Most of what Mitchell read in college hadn’t conveyed Wisdom with a capital
W
. But this Russian fable did. It was true about people in general and it was true about Mitchell in particular. What were he and his friends doing, really, other than hanging from a branch, sticking their tongues out to catch the sweetness? He thought about the people he knew, with their excellent young bodies, their summer houses, their cool clothes, their potent drugs, their liberalism, their orgasms, their haircuts. Everything they did was either pleasurable in itself or engineered to bring pleasure down the line. Even the people he knew who were “political” and who protested the war in El Salvador did so largely in order to bathe themselves in an attractively crusading light. And the artists were the worst, the painters and the writers, because they believed they were living for art when they were really feeding their narcissism. Mitchell had always prided himself on his discipline. He studied harder than anyone he knew. But that was just his way of tightening his grip on the branch.

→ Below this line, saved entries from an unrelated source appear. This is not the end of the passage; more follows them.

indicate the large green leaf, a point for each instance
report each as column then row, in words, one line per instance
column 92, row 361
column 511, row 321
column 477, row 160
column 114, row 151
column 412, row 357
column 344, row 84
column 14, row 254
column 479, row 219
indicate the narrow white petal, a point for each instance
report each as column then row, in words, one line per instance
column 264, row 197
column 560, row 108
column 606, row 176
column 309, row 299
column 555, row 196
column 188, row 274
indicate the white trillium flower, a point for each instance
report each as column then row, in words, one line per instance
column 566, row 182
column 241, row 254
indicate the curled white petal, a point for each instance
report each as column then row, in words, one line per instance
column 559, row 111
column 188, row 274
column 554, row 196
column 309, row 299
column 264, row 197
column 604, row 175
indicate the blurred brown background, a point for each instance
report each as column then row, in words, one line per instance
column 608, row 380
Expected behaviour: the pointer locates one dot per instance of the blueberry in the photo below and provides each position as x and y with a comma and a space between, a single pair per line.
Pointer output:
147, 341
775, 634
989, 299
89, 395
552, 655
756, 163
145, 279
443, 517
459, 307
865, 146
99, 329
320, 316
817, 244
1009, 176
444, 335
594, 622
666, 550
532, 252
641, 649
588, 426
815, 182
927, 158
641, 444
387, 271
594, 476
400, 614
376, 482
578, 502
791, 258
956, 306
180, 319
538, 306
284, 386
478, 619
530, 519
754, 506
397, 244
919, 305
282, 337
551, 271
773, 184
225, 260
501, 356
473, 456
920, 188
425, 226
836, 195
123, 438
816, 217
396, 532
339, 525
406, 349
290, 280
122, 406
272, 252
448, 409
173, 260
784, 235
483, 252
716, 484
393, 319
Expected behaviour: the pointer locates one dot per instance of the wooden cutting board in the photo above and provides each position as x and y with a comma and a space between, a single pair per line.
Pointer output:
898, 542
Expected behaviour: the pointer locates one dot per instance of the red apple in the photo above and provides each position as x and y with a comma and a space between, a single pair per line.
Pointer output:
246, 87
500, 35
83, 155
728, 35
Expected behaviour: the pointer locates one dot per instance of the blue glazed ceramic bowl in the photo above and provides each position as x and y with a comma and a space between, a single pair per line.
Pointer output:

What Larry thought about Mitchell’s reading list was unclear. Most of the time he limited his reaction to the raising of one tawny Riverdale eyebrow. Having been members of the college art scene, Larry and Mitchell were used to people undergoing radical self-transformations. Moss Runk (this was a girl) had arrived at Brown as an apple-cheeked member of the cross-country team. By junior year, she had repudiated the wearing of gender-specific clothing. Instead, she covered herself in shapeless garments that she made herself out of hot-looking thick gray felt. What you did with a person like Moss Runk, if you were Mitchell and Larry, was you pretended not to notice. When Moss came up to them in the Blue Room, moving in her hovercraft way owing to the long hem of her robe, you slid over so she could sit down. If someone asked what she was, exactly, you said, “That’s Moss!” Despite her odd clothes, Moss Runk was still the same cheerful Idahoan she’d always been. Other people thought she was weird, but not Mitchell and Larry. Whatever had led to her drastic sartorial decision was something that Mitchell and Larry didn’t inquire about. Their silence registered solidarity with Moss against all the conventional people in their down vests and Adidas sneakers who were majoring in economics or engineering, spending the last period of total freedom in their lives doing nothing the least bit unordinary. Mitchell and Larry knew that Moss Runk wasn’t going to be able to wear her androgynous outfits forever. (Another nice thing about Moss was that she wanted to be a high school principal.) There would come a day when, in order to get a job, Moss would have to hang up her gray felt and put on a skirt, or a business suit. Mitchell and Larry didn’t want to be around to see it.